I was about to refuse, but then you handed me the first page and it was like everything in the room vanished except for that rectangle of black and white. There they were. The towers of Liberty City shining in the sun. The Brotherhood’s Aerie. Sally Sparrow and Rex Raven soaring through a cloudless sky. We worked through that first issue page by page, warm under the covers while the snow piled up outside. We met Madame Night. Penny Dreadful. Kirzon Sloat and the Emerald Horde. It was like watching a whole new universe explode into existence right before our eyes.

“Hey! You all right?”

A woman’s voice tugged me back toward the alley. I didn’t open my eyes, didn’t look up. Whoever she was, I hoped she’d just go away. I wanted to be left alone, wanted to stay where I was, with you, but she didn’t leave.

“Kid?”

“I’m fine,” I said.

“Funny. You don’t look fine, hon.”

That voice. I lifted my head and opened my eyes. Sunlight poured around the silhouette of a woman standing at the mouth of the alley. She took a step forward.

It was Mom.





4


I?SAT UP SLOWLY and flattened my back against the wall.?My mask was sitting beside me, but something stopped me from putting it on.
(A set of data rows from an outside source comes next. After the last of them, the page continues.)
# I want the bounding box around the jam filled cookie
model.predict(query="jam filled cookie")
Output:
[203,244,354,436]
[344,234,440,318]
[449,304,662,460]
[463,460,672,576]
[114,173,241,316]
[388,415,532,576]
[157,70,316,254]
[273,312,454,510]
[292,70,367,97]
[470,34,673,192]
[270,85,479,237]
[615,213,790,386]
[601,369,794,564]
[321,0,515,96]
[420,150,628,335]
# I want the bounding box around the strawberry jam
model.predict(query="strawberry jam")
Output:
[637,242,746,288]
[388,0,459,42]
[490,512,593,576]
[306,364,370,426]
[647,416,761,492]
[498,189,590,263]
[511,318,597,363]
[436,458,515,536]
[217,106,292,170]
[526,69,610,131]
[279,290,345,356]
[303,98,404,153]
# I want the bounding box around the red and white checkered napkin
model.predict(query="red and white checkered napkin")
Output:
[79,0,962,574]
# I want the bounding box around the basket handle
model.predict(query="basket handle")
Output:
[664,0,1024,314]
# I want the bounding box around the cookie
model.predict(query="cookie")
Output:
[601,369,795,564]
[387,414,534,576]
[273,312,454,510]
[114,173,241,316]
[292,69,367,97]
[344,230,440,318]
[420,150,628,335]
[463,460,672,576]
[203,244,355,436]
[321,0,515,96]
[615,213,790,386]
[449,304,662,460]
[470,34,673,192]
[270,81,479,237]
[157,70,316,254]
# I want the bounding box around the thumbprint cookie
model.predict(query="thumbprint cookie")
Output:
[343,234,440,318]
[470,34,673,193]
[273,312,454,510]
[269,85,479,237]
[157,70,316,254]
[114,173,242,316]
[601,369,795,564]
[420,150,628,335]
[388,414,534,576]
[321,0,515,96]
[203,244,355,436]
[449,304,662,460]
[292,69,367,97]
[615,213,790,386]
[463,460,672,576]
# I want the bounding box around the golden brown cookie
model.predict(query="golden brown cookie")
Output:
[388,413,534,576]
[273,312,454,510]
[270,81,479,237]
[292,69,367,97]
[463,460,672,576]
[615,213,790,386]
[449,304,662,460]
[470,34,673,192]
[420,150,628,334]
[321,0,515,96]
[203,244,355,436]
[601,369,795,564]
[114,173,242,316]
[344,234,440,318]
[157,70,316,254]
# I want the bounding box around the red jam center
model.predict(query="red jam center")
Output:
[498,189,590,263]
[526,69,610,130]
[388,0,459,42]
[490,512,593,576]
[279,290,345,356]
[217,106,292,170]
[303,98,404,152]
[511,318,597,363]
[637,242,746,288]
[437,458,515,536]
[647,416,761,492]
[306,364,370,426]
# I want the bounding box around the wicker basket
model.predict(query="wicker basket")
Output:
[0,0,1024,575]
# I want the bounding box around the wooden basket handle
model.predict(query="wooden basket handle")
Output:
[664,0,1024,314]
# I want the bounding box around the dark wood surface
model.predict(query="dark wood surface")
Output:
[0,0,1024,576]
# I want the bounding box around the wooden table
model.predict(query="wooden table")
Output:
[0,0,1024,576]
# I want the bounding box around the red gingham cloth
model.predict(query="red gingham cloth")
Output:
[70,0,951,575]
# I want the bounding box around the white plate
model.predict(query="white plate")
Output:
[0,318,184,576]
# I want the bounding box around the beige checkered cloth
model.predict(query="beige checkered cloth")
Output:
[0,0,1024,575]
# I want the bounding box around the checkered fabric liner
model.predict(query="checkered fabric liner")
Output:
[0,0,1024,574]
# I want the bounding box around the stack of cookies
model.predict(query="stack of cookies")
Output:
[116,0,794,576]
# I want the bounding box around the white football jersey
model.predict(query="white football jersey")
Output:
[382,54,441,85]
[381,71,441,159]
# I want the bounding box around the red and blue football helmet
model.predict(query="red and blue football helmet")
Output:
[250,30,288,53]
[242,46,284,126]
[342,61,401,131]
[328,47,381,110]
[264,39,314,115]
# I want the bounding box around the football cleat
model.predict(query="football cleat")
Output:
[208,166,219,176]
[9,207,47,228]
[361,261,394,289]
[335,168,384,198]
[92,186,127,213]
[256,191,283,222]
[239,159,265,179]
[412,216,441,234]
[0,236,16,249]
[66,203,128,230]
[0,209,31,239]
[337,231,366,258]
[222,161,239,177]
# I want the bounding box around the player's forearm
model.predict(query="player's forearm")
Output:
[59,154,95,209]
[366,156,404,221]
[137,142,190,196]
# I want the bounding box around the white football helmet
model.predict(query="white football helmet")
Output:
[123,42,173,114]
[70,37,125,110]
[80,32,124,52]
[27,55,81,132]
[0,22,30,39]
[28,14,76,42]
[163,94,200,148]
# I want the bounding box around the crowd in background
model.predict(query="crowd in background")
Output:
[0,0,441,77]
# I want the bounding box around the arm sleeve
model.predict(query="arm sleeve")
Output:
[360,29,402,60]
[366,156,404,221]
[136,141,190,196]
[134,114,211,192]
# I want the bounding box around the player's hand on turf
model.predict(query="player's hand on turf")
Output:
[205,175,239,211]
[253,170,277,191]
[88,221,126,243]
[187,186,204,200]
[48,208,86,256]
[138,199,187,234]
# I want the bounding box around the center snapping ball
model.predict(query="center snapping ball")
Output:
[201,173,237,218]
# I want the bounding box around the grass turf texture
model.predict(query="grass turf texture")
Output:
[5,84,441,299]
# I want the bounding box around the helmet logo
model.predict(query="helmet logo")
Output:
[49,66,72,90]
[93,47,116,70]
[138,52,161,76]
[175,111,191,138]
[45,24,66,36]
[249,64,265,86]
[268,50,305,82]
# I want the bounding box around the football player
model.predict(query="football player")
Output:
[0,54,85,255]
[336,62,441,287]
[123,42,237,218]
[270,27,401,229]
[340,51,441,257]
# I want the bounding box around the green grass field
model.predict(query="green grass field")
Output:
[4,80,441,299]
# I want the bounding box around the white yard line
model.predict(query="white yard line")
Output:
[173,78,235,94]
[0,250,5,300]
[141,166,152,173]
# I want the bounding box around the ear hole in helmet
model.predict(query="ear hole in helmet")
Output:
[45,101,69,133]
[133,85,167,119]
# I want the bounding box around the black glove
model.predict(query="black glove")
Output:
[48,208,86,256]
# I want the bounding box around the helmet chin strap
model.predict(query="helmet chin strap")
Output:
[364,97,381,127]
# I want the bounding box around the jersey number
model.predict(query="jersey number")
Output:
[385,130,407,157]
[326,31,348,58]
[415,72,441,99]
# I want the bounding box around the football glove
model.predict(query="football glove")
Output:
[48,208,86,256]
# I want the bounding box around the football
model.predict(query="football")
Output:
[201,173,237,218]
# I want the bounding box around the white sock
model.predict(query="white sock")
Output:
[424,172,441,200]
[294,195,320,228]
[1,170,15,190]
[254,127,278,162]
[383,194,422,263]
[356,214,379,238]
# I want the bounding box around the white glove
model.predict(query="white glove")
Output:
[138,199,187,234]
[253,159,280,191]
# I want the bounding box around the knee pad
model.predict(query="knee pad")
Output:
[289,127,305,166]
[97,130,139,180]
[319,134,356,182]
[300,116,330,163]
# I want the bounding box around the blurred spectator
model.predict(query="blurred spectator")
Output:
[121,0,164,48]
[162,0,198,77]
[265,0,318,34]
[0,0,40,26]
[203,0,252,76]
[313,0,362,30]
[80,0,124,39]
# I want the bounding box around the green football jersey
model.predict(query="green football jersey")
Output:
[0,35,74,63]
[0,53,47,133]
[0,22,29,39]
“I’m okay,” I said. “Thanks.”

I’d spent three days after the outbreak searching for her, but this was the first time I’d actually seen her since that night. She was thinner than she used to be, and her skin was a deeper brown, as if she’d been spending a lot of time outside. I looked at her left hand and saw that her wedding band was gone. I tried to remember if she’d already stopped wearing it before the sixteenth.

The biggest change was her hair. Remember how when we were kids she’d always talk about ditching the chemicals and going natural? Well, she’d finally done it. It looked like she’d chopped it down to her scalp before letting it grow back. Since she was a quarantine away from any relaxer, it was coming in as a half-inch halo of tiny curls. It suited her, highlighting her big eyes and the sharp angles of her face.